Internet se ha convertido en un medio clave por la cual los individuos pueden ejercer su derecho a la libertad de opinión y de expresión, garantizado por el artículo 19 de la Declaración Universal de los Derechos Humanos y el Pacto Internacional de Derechos Civiles y Políticos.”

El ejercicio de los derechos previstos en el apartado 2 del presente artículo conlleva deberes y responsabilidades especiales. Por lo tanto, puede estar sujeto a ciertas restricciones, que deberán estar expresamente fijadas por la ley y ser necesarias para:

– asegurar el respeto de los derechos o la reputación de los demás

– la protección de la seguridad nacional, del orden público, la salud o la moral públicas.

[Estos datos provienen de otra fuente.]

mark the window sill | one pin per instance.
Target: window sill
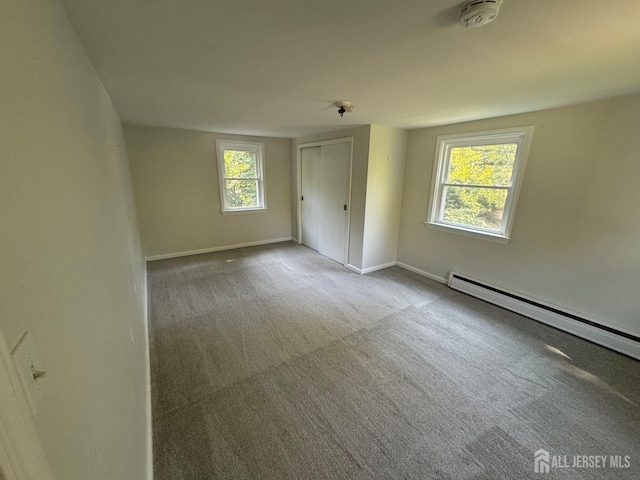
(244, 211)
(492, 237)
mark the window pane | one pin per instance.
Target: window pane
(477, 207)
(242, 193)
(239, 164)
(482, 165)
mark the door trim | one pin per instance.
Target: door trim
(333, 141)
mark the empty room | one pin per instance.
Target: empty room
(319, 240)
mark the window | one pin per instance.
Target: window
(475, 182)
(241, 173)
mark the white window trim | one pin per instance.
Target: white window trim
(258, 148)
(444, 143)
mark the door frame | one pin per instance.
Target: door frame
(21, 454)
(320, 143)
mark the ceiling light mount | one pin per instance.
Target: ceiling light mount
(479, 12)
(344, 107)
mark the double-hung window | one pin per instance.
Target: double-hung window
(241, 174)
(475, 182)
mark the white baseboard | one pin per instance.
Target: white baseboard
(581, 325)
(216, 249)
(355, 269)
(377, 267)
(421, 272)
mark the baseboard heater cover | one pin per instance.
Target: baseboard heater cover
(596, 332)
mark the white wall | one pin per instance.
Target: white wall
(70, 249)
(175, 180)
(385, 178)
(576, 236)
(361, 136)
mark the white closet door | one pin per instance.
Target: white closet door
(311, 196)
(334, 201)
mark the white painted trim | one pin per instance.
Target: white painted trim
(21, 454)
(223, 144)
(421, 272)
(522, 136)
(216, 249)
(589, 332)
(353, 268)
(377, 267)
(148, 412)
(334, 141)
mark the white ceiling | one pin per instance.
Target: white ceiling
(275, 67)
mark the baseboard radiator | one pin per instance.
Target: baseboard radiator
(576, 324)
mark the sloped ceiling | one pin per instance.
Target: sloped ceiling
(275, 67)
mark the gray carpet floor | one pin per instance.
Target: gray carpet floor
(275, 362)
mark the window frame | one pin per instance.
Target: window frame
(258, 149)
(521, 136)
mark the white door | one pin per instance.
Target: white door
(335, 188)
(311, 194)
(324, 203)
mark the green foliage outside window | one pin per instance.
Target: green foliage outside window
(241, 178)
(478, 166)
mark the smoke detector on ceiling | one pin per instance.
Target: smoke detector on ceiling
(479, 12)
(344, 107)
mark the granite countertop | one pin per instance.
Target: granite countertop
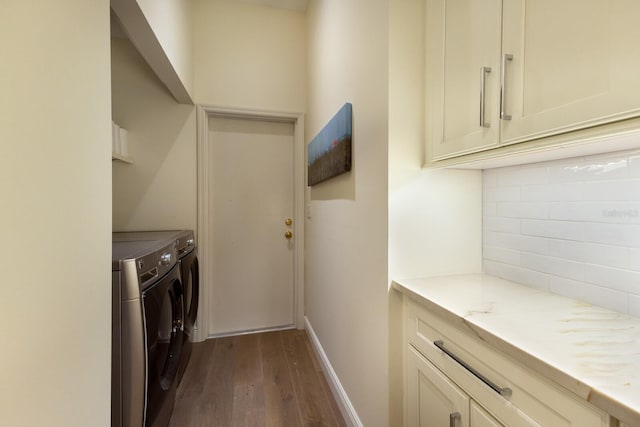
(591, 351)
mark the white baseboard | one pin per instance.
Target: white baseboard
(348, 412)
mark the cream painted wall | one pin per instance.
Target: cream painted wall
(159, 191)
(346, 236)
(435, 224)
(171, 22)
(249, 56)
(55, 218)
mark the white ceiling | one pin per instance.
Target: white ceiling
(284, 4)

Sin embargo, el Relator Especial reitera que cualquier limitación del derecho a la libertad de expresión debe cumplir las siguientes condiciones:

(a) Debe estar prevista por ley, que sea clara y accesible a todos (los principios de previsibilidad y la transparencia), y

(b) La limitación debe perseguir uno de los fines establecidos en el artículo 19, apartado 3, del Convenio, a saber, (i) proteger los derechos o la reputación de los demás, o (ii) para proteger la seguridad nacional, el orden público, la salud o la moral públicas (principio de legitimidad), y

(c) Debe demostrarse que tal limitación sea necesaria y los medios menos restrictivos para alcanzar la finalidad pretendida (principios de necesidad y proporcionalidad).

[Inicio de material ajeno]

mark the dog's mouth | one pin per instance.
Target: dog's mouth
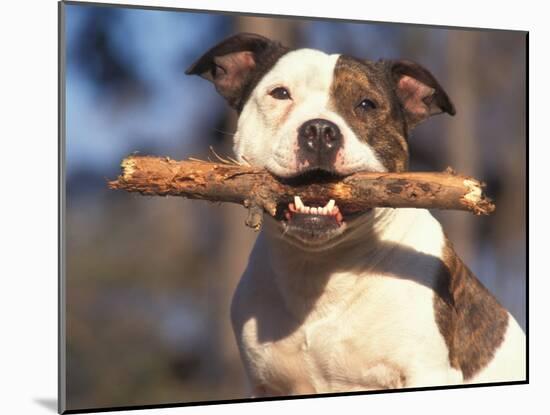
(313, 220)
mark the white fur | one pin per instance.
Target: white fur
(267, 130)
(359, 315)
(371, 326)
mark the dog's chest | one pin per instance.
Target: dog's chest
(375, 343)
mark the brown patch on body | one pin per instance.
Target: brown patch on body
(381, 127)
(471, 320)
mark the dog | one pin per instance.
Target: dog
(335, 301)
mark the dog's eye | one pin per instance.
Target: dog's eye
(280, 93)
(366, 105)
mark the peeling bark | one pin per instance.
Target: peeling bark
(260, 191)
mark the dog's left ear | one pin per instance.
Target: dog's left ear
(235, 63)
(418, 91)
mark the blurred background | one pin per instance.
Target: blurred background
(150, 279)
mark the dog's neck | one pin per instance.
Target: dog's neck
(312, 283)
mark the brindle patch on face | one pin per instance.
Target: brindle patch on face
(470, 319)
(383, 127)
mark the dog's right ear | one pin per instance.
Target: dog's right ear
(235, 63)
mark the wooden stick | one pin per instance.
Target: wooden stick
(260, 191)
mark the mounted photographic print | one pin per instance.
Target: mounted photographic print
(259, 206)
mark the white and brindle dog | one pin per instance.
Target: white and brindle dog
(335, 301)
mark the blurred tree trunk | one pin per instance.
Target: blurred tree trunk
(462, 150)
(238, 239)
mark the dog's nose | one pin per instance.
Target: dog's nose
(319, 140)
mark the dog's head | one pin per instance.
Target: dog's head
(307, 116)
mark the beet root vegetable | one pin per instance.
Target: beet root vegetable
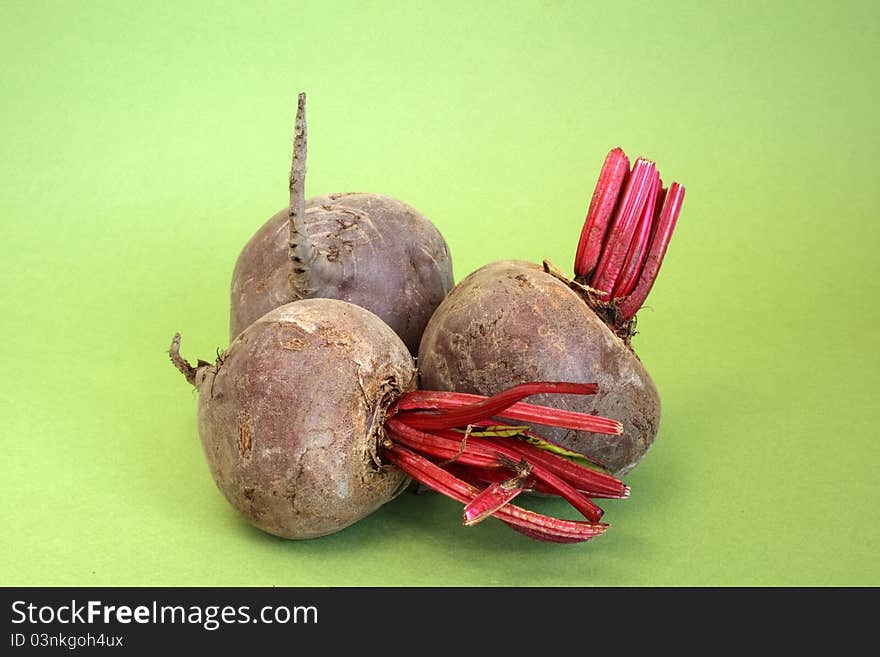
(309, 423)
(290, 415)
(514, 321)
(371, 250)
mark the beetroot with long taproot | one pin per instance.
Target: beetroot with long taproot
(513, 321)
(309, 423)
(368, 249)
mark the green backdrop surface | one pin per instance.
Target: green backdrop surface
(142, 145)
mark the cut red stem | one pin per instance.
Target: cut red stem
(626, 219)
(614, 173)
(460, 409)
(496, 495)
(536, 525)
(447, 445)
(638, 249)
(656, 252)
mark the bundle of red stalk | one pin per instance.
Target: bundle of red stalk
(310, 420)
(487, 465)
(300, 455)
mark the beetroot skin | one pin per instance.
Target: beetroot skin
(514, 321)
(290, 416)
(374, 251)
(367, 249)
(509, 322)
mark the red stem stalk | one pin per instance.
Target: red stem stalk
(620, 234)
(520, 411)
(656, 252)
(535, 525)
(638, 250)
(614, 174)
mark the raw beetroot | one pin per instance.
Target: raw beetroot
(514, 321)
(309, 422)
(371, 250)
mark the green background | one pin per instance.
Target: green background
(142, 145)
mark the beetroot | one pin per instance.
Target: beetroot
(513, 321)
(367, 249)
(309, 423)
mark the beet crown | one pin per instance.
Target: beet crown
(371, 250)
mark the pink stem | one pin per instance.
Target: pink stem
(558, 485)
(537, 525)
(638, 250)
(449, 401)
(620, 235)
(614, 173)
(492, 498)
(656, 252)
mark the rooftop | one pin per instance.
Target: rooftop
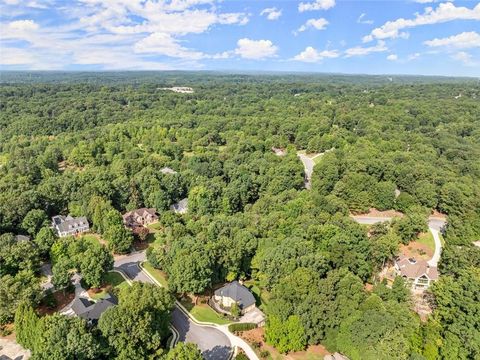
(237, 293)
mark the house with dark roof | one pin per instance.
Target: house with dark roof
(416, 271)
(232, 293)
(140, 217)
(91, 311)
(70, 226)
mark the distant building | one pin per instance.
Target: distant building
(417, 272)
(140, 217)
(69, 226)
(167, 170)
(233, 293)
(181, 207)
(91, 311)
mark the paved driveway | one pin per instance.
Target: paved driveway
(214, 344)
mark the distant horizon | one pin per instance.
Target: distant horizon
(405, 37)
(238, 72)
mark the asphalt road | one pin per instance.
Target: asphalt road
(214, 344)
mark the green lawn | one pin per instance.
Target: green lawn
(158, 275)
(204, 313)
(113, 280)
(427, 239)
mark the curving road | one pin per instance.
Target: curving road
(435, 225)
(214, 344)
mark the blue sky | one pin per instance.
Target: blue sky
(427, 37)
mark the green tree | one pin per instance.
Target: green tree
(26, 326)
(136, 327)
(119, 239)
(285, 336)
(45, 239)
(34, 221)
(61, 337)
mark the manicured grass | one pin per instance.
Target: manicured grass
(427, 240)
(158, 275)
(112, 280)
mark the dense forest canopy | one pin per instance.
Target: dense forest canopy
(94, 144)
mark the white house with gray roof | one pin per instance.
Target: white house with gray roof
(70, 226)
(232, 293)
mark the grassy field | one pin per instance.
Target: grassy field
(157, 274)
(204, 313)
(113, 280)
(427, 239)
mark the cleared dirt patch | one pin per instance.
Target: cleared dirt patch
(417, 250)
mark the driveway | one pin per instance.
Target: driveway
(213, 343)
(435, 225)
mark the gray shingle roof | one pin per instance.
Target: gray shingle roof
(89, 310)
(239, 293)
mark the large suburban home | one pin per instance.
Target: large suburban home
(417, 272)
(70, 226)
(140, 217)
(91, 311)
(232, 293)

Por otra parte, cualquier legislación que restrinja el derecho a la libertad de expresión debe ser aplicada por un organismo independiente de cualquier influencia injustificada política, comercial u otra, de manera que no sea ni arbitraria ni discriminatoria, y con salvaguarda contra el abuso, incluida la posibilidad de recurso contra su abusiva aplicación.

En el informe se contiene una mención especial a la desconexión del acceso a Internet de  usuarios basada en la vulneración de derechos de propiedad intelectual. Pues bien, aquí se pronuncia sin ambages para decir que se encuentra “alarmado” por las propuestas de desconexión, con expresa referencia a las leyes francesa (“three strikes law” o Ley Hadopi) y a la Digital Economic Act 2010 de Reino Unido. Se muestra “profundamente preocupado” por los crecientes y sofisticados mecanismos utilizados por los Estados para la censura.

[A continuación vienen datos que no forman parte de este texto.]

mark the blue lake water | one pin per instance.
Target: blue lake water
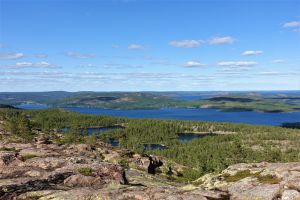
(92, 130)
(197, 114)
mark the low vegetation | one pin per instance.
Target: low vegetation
(204, 155)
(86, 171)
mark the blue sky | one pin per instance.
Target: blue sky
(149, 45)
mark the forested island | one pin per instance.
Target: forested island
(59, 154)
(223, 101)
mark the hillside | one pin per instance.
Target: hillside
(229, 101)
(37, 161)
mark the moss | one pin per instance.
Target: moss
(86, 171)
(238, 176)
(28, 156)
(124, 164)
(8, 149)
(188, 175)
(268, 179)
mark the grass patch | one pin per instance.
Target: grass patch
(8, 149)
(188, 175)
(28, 156)
(238, 176)
(124, 164)
(86, 171)
(268, 179)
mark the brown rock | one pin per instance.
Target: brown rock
(290, 195)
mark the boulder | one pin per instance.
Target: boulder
(290, 195)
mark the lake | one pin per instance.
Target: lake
(197, 114)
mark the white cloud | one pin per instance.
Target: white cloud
(186, 43)
(193, 64)
(268, 73)
(115, 46)
(278, 61)
(135, 46)
(42, 64)
(221, 40)
(11, 56)
(41, 55)
(79, 55)
(292, 24)
(88, 65)
(251, 53)
(237, 63)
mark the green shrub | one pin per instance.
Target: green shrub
(86, 171)
(238, 176)
(28, 156)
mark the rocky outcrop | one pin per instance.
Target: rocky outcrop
(261, 181)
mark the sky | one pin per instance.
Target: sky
(130, 45)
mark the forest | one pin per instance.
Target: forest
(225, 144)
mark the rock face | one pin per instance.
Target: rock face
(43, 170)
(261, 181)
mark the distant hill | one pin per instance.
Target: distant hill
(280, 101)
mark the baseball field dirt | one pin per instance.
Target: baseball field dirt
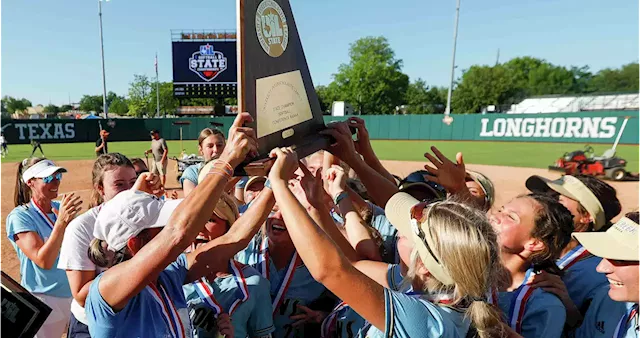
(509, 182)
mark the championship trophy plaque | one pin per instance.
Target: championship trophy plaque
(274, 83)
(21, 313)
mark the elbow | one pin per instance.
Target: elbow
(327, 271)
(178, 234)
(43, 264)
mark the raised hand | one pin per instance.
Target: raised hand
(149, 183)
(309, 188)
(225, 327)
(451, 175)
(285, 165)
(241, 141)
(171, 195)
(344, 147)
(337, 179)
(306, 315)
(69, 208)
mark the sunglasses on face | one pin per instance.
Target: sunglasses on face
(418, 216)
(50, 178)
(138, 173)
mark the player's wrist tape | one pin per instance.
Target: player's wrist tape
(221, 168)
(339, 197)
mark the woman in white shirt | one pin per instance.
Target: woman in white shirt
(112, 173)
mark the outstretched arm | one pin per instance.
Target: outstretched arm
(358, 233)
(219, 251)
(324, 260)
(363, 146)
(379, 188)
(125, 280)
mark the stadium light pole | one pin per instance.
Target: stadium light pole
(104, 81)
(453, 61)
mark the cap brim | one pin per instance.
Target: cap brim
(50, 171)
(603, 245)
(541, 184)
(398, 212)
(166, 211)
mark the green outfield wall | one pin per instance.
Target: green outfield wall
(583, 127)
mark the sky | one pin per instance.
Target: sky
(50, 50)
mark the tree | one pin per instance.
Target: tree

Frank La Rue considera que “cortar a los usuarios el acceso a Internet, independientemente de la justificación presentada y en particular con motivo de la vulneración de la ley o derechos de propiedad intelectual, es desproporcionado y, por lo tanto, una violación del artículo 19, apartado 3, del Pacto Internacional de Derechos Civiles y Políticos

El Relator Especial conmina a los Estados a garantizar que el acceso a Internet se mantenga en todo momento, incluso durante tiempos de agitación política. En particular, insta a los Estados a derogar o modificar las actuales leyes de propiedad intelectual que permiten desconectar a los usuarios del acceso a Internet, y que se abstengan de adoptar tales leyes.

Ningún titular recoge este llamamiento de la ONU a los Estados. Claro que para la ONU esto no es novedad.

Sin embargo, a la luz de los recientes acontecimientos y en el contexto de las actuales movilizaciones, revoluciones y movimientos cobra sentido el preámbulo de la Declaración Universal de los Derechos Humanos: “Considerando esencial que los derechos humanos sean protegidos por un régimen de Derecho, a fin de que el hombre no se vea compelido al supremo recurso de la rebelión contra la tiranía y la opresión”.